Department of Physics and Institute of Molecular Biophysics, Florida State University, Tallahassee, Florida, 32306.
Proteins. 2013 Dec;81(12):2229-36. doi: 10.1002/prot.24366. Epub 2013 Sep 14.
Predictions of protein-protein binders and binding affinities have traditionally focused on features pertaining to the native complexes. In developing a computational method for predicting protein-protein association rate constants, we introduced the concept of transient complex after mapping the interaction energy surface. The transient complex is located at the outer boundary of the bound-state energy well, having near-native separation and relative orientation between the subunits but not yet formed most of the short-range native interactions. We found that the width of the binding funnel and the electrostatic interaction energy of the transient complex are among the features predictive of binders and binding affinities. These ideas were very promising for the five affinity-related targets (T43-45, 55, and 56) of CAPRI rounds 20-27. For T43, we ranked the single crystallographic complex as number 1 and were one of only two groups that clearly identified that complex as a true binder; for T44, we ranked the only design with measurable binding affinity as number 4. For the nine docking targets, continuing on our success in previous CAPRI rounds, we produced 10 medium-quality models for T47 and acceptable models for T48 and T49. We conclude that the interaction energy landscape and the transient complex in particular will complement existing features in leading to better prediction of binding affinities.

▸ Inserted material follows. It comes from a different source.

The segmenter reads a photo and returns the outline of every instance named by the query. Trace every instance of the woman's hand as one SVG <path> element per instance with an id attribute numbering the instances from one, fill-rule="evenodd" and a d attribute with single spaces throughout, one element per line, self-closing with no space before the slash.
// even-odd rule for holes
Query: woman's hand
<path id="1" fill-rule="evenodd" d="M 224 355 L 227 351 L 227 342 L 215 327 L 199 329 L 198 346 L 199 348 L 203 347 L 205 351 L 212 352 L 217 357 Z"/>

传统的蛋白质-蛋白质结合物和结合亲和力的预测主要集中在与天然复合物相关的特征上。在开发一种用于预测蛋白质-蛋白质缔合速率常数的计算方法时,我们在映射相互作用能量表面后引入了瞬态复合物的概念。瞬态复合物位于结合态能量阱的外边界,亚基之间具有接近天然的分离和相对取向,但尚未形成大多数短程天然相互作用。我们发现,结合漏斗的宽度和瞬态复合物的静电相互能是预测结合物和结合亲和力的特征之一。这些想法对于 CAPRI 第 20-27 轮的五个亲和力相关靶标(T43-45、55 和 56)非常有前途。对于 T43,我们将单晶复合物排名第一,并且是仅有的两个明确将该复合物识别为真正结合物的小组之一;对于 T44,我们将唯一具有可测量结合亲和力的设计排名第四。对于九个对接靶标,我们在之前的 CAPRI 轮次中继续取得成功,为 T47 生成了 10 个中等质量的模型,为 T48 和 T49 生成了可接受的模型。我们得出的结论是,相互作用能量景观,特别是瞬态复合物,将补充现有特征,从而更好地预测结合亲和力。